Dra Abu el-Naga

The necropoles of the ancient Thebes, on the west bank of the Nile opposite Luxor, is one of the best known and most visited sites in Egypt. Many finds, which we admire in museums all over the world, come from its necropoles. This is where the excavation concession of the University of Pisa is located, in western Thebes (Luxor).

At the moment, the concession includes some rock tombs discovered in past years by the mission. The area is located specifically in the Dra Abu el-Naga sector, one of the oldest and least known of the Theban necropoles, occupied by the end of the third millenium BC and the location of the royal necropolis before the pharaohs’ tombs were moved to the Valley of the Kings.

Starting from 2003, the research in the area had as its first objective of excavation and study a painted rock tomb, the Theban Tomb 14 (TT14), dated to the Ramesside age (1250-1200 BC). In October 2004, the mission discovered – and completely excavated in several following seasons – a larger and more ancient tomb (probably to be dated around 1500 BC) to the northwest of TT14, and it was named M.I.D.A.N.05 (acronym of the mission).

Around its courtyard a group of other funeral rock chapels gathered over time: on the north side, two tombs probably contemporary and belonging to the same family of M.I.D.A.N.05, discovered in 2010 but not yet excavated; on the south side, in chronological order, TT14, the small tomb E and another unexplored hypogeum.

In 2014, the archaeological investigation of the funerary pit was completed; it has three burial chambers and was located in the same court, so probably has to be related to M.I.D.A.N.05.

All the structures have been reused during different ages: in the case of M.I.D.A.N.05, this continued until the Roman age.


TT14, tomb of Huy, Italian Archeological Mission in Dra abu el-Naga, University of Pisa, director Marilina Betro, Qurna village, Luxor-west Bank, Egypt. At the end of the long reign of Ramses II (1279-1213 BC), the priest Huy, assigned to the worship of the deified king Amenhotep I, dug a small hypogeum for himself and his family on the southern side of the court of M.I.D.A.N.05. From this tomb, known as Theban Tomb 14, our archaeological exploration began in 2003.

The tomb consists of a small chapel, completely painted on its walls and ceiling, and of a burial section which goes underground through tunnels and small rooms carved in the rock, and lacking in decoration. The scenes in the chapel show moments of Huy’s activities as a priest – extremely interesting for the study of the cult of Amenhotep I – together with traditional themes, such as funerary banquet, funeral and judgement before the divine court.
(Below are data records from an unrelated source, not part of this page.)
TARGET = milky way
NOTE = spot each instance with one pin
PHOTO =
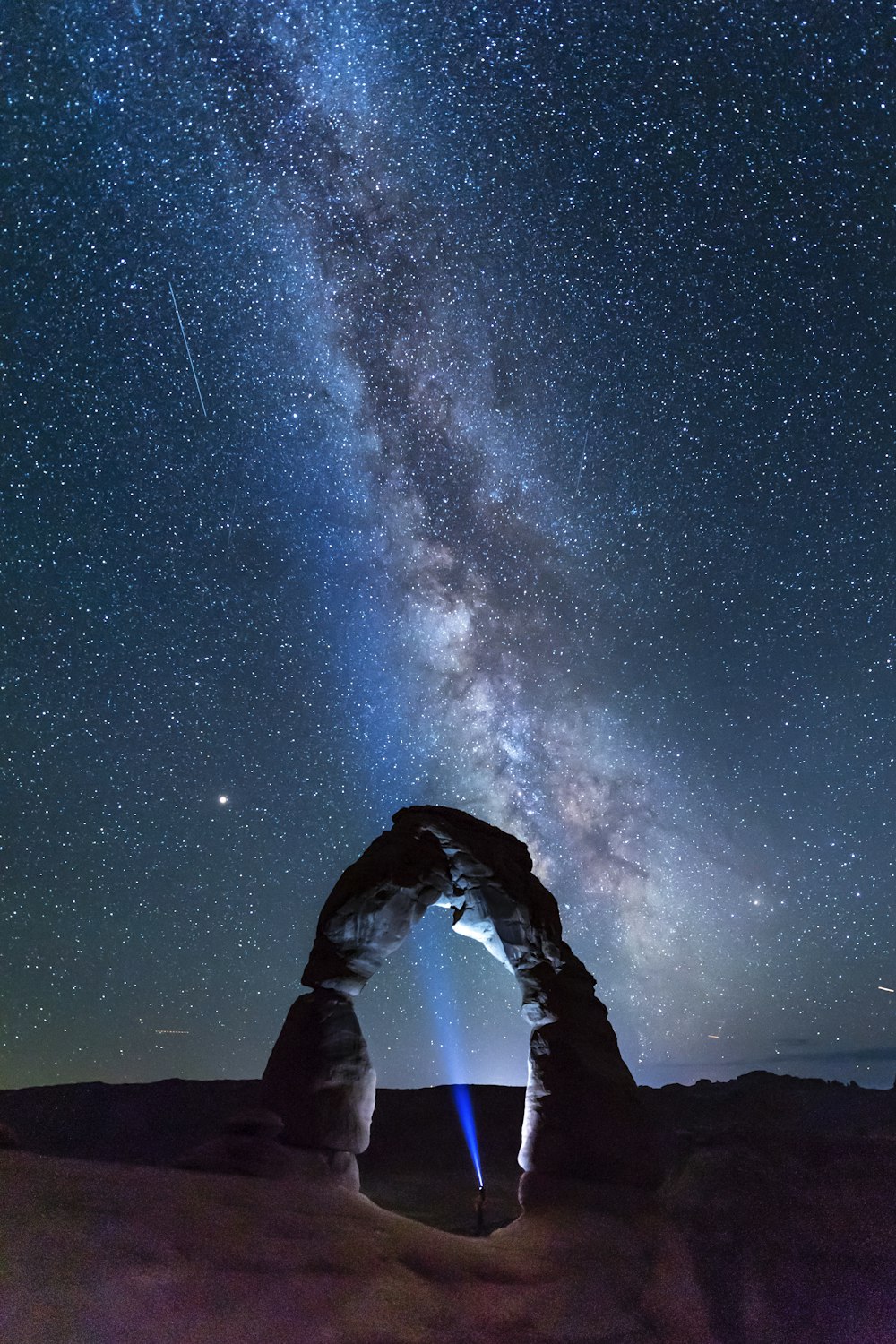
(479, 405)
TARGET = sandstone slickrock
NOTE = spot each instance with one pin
(583, 1117)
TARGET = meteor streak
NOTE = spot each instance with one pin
(202, 400)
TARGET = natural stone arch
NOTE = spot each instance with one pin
(582, 1112)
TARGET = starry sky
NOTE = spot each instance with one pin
(478, 403)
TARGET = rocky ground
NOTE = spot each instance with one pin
(775, 1223)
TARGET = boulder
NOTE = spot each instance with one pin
(583, 1116)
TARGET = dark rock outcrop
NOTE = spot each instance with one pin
(583, 1117)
The almost completed archaeological investigation of the burial sector highlights the succession of use and reuse of the hypogeum between the end of the second millenium and the beginning of the first millenium BC. Some of the finds provided remarkable evidence of cults related to the concept of fertility and rebirth.


The original plan, one of the first examples of T-shaped Theban tomb, had a window to the right of the entrance. It is a very rare feature, shared also by the two tombs discovered in 2010 on the north side of the courtyard.

During the enlarging phase of the tomb, in the first half of the 18th dynasty, the window was walled, the front carved with texts and images, and the inside rooms were plastered and painted. Very few remains of these paintings have been preserved: the married couple with children during the funerary banquet, a scene of metallurgy and goldsmith craftsmanship, and fragments of geometrical motifs on the ceiling.

Unlike TT14, here the entrance to the funerary sector was through a vertical pit. The oldest one, 4.5 m. deep, is located inside the tomb and has four chambers at the bottom. In one of these, many fragments of one or two coffins, of the so called “rishi”(feathered) type common to the 16th century BC, were found. The pit P3, discovered in front of the southern wall on the outside, was probably also used by later occupants of the tomb between the end of the 18th and the 19th dynasties. Excavated during the 2014 mission, its chambers have provided many painted fragments of a very rare and lesser known type of wooden coffin datable around that age.

All of the tomb’s burial chambers were reused and looted many times during its long life: only a few names have survived on the grave goods, and unfortunately it is not possible to identify its owner’s names, either from the few hieroglyphs preserved in the painted scenes or by the fragments carved in the façade.

Both TT14 and M.I.D.A.N.05 have been completely documented by illustrations and high resolution photos and also by virtual model reconstruction, obtained through 3D laser scan and characterized by very realistic scientific images of the chambers and of some of the objects found in them.